Monday, July 2, 2012

Got Dirt? Terroir At Laetitia Vineyards


If you have ever driven along Highway 101 in California’s Central Coast wine country, you may have wondered about all those Pinot Noir vineyards you see along the road in southern San Luis Obispo county.  They belong to Laetitia Estate Vineyard and Winery.

Press releases don’t usually make for very good reading, but this one had my attention all the way through.  It’s a great explainer about how - even on one estate - the terroir can vary greatly.  That gives a winemaker a lot of tools to work with when blending wines.  My thanks to the nice folks at Parker Sanpei for passing this along to me.


Terroir Matters

The growing conditions at Laetitia Estate Vineyard & Winery make 
all the difference to Pinot Noir

(Arroyo Grande, CA) -- With over 600 acres of rolling hills under vines, an encyclopedic variety of soils, and a view of the Pacific Ocean, Laetitia Estate Vineyard & Winery possesses the sort of terroir that many Pinot Noir producers dream about.

In 1982, the hills that run alongside Highway 101 attracted French viticulturists to explore the possibility of planting vines for sparkling wine. Their suspicions were confirmed: the climate, topography and soils would be ideal for plantings of Pinot Noir, Chardonnay and a small portion of Pinot Blanc. The vineyard was established and the Maison Deutz winery was born. 

But it wasn’t until several years later, when the property was sold and renamed Laetitia Estate Vineyard & Winery, that the true potential for varietal Pinot Noir would be discovered. Today, the vineyard is planted to 57 blocks of Pinot Noir, each of them bearing a completely different personality than the next, due to clonal selection, position, soil makeup and microclimate. 

“We are right on the edge of where Pinot Noir can be grown,” said Vice President of Vineyard Operations, Lino Bozzano. “We get warm winters which result in early bud-break. Our springs and summers are very cool, giving us ‘cool sunshine,’ which exposes each grape cluster to heavy sunlight for intense color and skin tannins. And our falls are warm with classic Indian Summer conditions that allow us to fully ripen the fruit.  It’s the long growing season – February to October – that ‘slow ripen’ the berries for that classic Laetitia style.”

On the winemaking end of the spectrum, Winemaker Eric Hickey adds that the diversity across the property creates a huge “spice rack” that is particularly helpful when he blends the wines. “What chef doesn’t like to have a lot of spices to choose from?” he asks.

This diversity is especially apparent in Laetitia’s three vineyard-designate Pinot Noir wines: La Colline, Les Galets, and La Coupelle.
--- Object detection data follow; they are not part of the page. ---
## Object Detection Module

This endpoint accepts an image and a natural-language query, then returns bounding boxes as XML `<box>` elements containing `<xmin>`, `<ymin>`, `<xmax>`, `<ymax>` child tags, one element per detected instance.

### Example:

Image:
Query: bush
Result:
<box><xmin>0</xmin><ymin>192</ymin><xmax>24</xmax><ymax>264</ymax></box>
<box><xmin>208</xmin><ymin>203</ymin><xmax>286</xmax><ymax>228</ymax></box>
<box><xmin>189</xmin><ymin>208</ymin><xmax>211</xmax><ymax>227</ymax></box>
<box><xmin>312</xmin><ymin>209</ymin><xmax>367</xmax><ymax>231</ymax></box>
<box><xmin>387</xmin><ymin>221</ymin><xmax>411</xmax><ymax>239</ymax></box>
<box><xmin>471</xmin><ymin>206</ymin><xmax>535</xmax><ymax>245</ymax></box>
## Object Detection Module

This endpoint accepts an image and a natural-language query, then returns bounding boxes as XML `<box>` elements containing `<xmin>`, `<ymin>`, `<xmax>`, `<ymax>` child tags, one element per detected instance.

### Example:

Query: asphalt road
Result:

La Colline , “The Hill,” is the vineyard that greets visitors to the winery at its entrance just off Hwy 101 northbound.  Planted to highly reflective Chamise shaly loam which sends heat back into the leaf canopy, La Colline’s hillside has a nearly perpendicular aspect to the sun during the growing season. These conditions conspire to make La Colline Pinot Noir one of the jammiest from vintage to vintage, typically with ripe cherry flavors and a complexity that hints back to the older age of the vines. 

Les Galets, “The Stones,” is aptly named for its position on a volcanic hill abundant with Diablo clay soil. “This is one of our rockiest sites,” said Bozzano. “Planted at seven-hundred feet with direct influence from onshore ocean winds and low-fertility soils, the vines have to work extremely hard to produce anything. The result is small, intense clusters, which make for a full-bodied, powerful Pinot.”

La Coupelle, ‘The Cup,” is the newest single-vineyard Pinot Noir offered at Laetitia. Planted on sun-absorbing heavy clay soils and protected from ocean winds, La Coupelle is one of the estate’s warmest sites for Pinot Noir.  As a result, wines show more dark fruit notes, earth, cola, and powerful tannins.

In terms of the clonal selections’ influence on each single-vineyard Pinot Noir, Hickey explained, “We have always noted that these three locations are areas where the site’s influence dominates both the clone’s influence and any vintage influence.  In other words, site is everything to these wines.”

So much so, in fact, that Hickey and Bozzano can pick a Laetitia Pinot out of a crowd. “I was recently at a blind tasting with fifty other Pinot Noirs,” said Bozzano, “and I was able to pick out the Laetitia.  It’s the fruit profile and the texture of the wine that tips me off – bright acidity and a focused palate.”

“For me, it’s that mysterious spice note entwined in the fruit profile,” said Hickey.  “I like to call it the ‘Laetitia spice.’”

Since 1982, the Laetitia Estate Vineyard & Winery has produced elegant wines that champion the exceptional character and diversity of the Arroyo Grande Valley AVA.  Originally founded by an established French Champagne house, the Laetitia estate carries on in the long-standing traditions of Burgundy and Champagne with a focus on small-lot Pinot Noir and sparkling wines.